7.17.2006

too much, too late

my final year in college, im suppose to be excited and care free, but sad to say, im a total wreck. everything is too expensive this year, the acquintance, the grad pic, the yearbook, prelims, dorm rent, everything. we suddenly can't afford anything. we have a ton of things to do, and bills to pay. i didn't ask for my allowance this week, i'd rather spend my savings on me rather than burden my parents on where to get my allowance. (hindi na kami makahinga sa higpit ng sinturon...) i heard my mom and dad talking. i knew it. from the start, i knew that studying in ust, will be a big burden to us. i know that we can't afford it, i know. but spoiled ol' me started throwing tantrums and guilt-tripping my dad. i knew it. if i could take back time, i would and enroll in gapo. i knew i shouldn't have continued studying here, with my f.a. on lit... i knew i had to stop. but i didn't.


MOM, DAD,

im so sorry. if it wasn't for me, we wouldn't be in this mess. i am really sorry.
i know my dad is working like a horse for me, i know im a lot of pain. my dad is 55 years old. and is still pushing 60 to work because we can't afford living. just living. he wanted to retire this year, but he can't. he still can't.
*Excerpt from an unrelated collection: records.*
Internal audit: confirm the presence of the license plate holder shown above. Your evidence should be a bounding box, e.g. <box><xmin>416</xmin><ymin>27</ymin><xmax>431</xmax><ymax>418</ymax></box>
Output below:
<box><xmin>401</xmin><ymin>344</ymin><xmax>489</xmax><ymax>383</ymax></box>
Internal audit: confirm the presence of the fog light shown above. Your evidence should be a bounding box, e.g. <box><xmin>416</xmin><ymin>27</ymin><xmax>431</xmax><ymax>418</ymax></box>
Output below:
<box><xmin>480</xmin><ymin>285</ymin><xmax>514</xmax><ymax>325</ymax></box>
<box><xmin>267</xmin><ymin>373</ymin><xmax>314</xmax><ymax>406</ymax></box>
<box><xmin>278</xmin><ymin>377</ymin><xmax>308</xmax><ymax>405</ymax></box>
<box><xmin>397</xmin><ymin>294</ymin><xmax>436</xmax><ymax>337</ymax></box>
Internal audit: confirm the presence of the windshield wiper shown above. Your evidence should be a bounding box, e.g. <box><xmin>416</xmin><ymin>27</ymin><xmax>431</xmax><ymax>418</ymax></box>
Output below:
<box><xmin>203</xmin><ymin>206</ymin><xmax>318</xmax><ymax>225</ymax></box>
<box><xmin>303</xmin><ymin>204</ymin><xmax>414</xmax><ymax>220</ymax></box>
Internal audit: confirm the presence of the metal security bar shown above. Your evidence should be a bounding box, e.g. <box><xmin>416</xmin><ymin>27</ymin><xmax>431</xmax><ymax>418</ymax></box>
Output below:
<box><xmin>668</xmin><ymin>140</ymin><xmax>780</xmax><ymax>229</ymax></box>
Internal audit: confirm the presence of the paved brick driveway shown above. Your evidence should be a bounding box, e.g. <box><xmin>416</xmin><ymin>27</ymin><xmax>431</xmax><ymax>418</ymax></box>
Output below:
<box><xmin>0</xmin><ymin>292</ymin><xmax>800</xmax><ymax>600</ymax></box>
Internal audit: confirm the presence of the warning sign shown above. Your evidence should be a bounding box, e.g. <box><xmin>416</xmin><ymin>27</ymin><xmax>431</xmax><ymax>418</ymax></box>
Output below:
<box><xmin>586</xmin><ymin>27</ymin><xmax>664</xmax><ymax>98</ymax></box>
sometimes i wonder if i disappear would the world be brighter, would my family be happier??
would this world achieve peace and prosperity?

i have to repay every cent and love and care my mom and dad gave me. even if it means my life.

you know, how i love and treasure my family... i would do anything for them.

i may laugh a lot, joke a lot. but just like robin williams said, "comedians are the saddest people on earth, they maybe laughing outside, but they are crying inside..."

p.s.

those people who read this, don't talk to me or text me about whatever i wrote here, just this day. i don't need your pity or concern. i'd rather laugh with you like nothing is wrong.